第一話 ミラノ・アウディラ
ミラノ・アウディラが今の仕事を選んだのは、報酬が高いからという現実的な理由からだった。
その仕事には、夢も希望も抱いたことなんてないし、今だって、経済的な問題から解放されたら、いつでも辞めてやろうと思っている。
お金持ちになったら、もっと華やかで自慢できる仕事がしたい。
報酬が低くても良いから、好きな仕事に就きたい。
そう、踊り子とか魔術師とか占い師とか。誰もが羨むような人になりたい。
だから今の自分は本当の自分ではない。そう思って今の仕事をしている。
いつか絶対、立派な職で花を咲かせてみせるのだ。今は、それまでの修行なのだ。まだ十五歳の少女だから、あと三年は下積みだと思ってやるっきゃない。十八歳になれば色んな資格も取れるし、好きな仕事に就けるのだから。
今の職を離れたら悲しむ人だっていると思うけど、それは申し訳ないけど強引に許してもらうしかない。今から別れの挨拶を練習でもしておこうかな。
「おいミラノ、準備は出来たか?」
つるっぱげのバウランは、御年四十歳。
本名、バウラン・ジェングス。
ミラノの父親より若いというのに、その髪の薄さはピカイチだ。顔には皺がないのに禿げた頭を見ていると時々可哀想に思えてくる。それをバウランに言うと、「じゃあかしいやい小娘が!!」と本気で怒るんだから可愛くない。
怒りっぽくて酒飲みのバウランの短所はいくらでも出てくるけど、長所といったら、力持ちで料理上手ってことくらいかな。
朝昼晩のご飯は店でも開けるくらい美味い。美味すぎておかわりしちゃう。

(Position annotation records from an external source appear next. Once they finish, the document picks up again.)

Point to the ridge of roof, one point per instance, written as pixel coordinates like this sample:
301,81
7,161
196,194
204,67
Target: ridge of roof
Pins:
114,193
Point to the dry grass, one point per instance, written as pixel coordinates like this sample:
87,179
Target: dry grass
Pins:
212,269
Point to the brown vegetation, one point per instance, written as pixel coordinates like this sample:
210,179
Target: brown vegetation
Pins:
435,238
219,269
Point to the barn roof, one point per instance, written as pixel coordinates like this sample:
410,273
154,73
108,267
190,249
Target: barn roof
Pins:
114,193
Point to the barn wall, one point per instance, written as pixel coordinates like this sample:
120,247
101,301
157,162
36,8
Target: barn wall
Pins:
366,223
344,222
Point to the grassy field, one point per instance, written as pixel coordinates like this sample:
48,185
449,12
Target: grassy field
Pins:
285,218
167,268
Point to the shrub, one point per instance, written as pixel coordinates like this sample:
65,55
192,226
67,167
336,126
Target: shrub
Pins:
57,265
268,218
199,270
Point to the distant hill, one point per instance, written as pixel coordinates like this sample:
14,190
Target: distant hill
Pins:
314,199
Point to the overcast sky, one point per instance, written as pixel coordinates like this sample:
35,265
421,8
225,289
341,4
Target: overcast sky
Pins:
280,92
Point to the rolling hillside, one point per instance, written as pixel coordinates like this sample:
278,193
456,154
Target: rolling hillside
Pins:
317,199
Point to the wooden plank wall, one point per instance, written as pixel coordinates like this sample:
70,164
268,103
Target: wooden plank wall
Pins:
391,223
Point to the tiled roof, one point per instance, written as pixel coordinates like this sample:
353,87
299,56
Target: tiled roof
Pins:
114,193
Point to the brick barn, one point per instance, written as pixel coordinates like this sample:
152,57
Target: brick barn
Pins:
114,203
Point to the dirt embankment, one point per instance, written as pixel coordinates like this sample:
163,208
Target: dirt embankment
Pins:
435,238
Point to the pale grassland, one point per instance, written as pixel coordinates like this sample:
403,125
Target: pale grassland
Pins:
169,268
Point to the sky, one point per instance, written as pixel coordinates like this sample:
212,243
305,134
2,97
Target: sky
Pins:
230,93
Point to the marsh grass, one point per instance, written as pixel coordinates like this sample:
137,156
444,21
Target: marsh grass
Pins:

だから太るのだ。「もう少し痩せろ小娘」とか言うけれど、そういうアンタは本当にずんぐりむっくりだよ。
165セント《cm》の身長に75キロガ《kg》の体重っていったら、スタイルは自慢できないでしょ。
まぁ筋肉モリモリだからブヨブヨのデブとも違うけど、データ的と外見的にはチビのデブに変わりはない。とにかくずんぐりむっくり。その言葉に尽きる。
それを言うと、バウランは本気でゲンゴツしてくる。頭の天辺をガツンとやるからいつも涙が出る。お返しに股間を蹴ってやるが、十回に九回は外れる。というか交わされる。偶然にも急所を射止めたときは飛び上がって喜んでやった。だってあのバウランが股間抑えて悶絶しているのを見て嬉しかったんだもの。
でも最近ではバウランも対策を練ってか、防御性の高い防具パンツを身につけているようで、蹴っても硬い物にガードされていてダメージを与えられない。本当につまらない。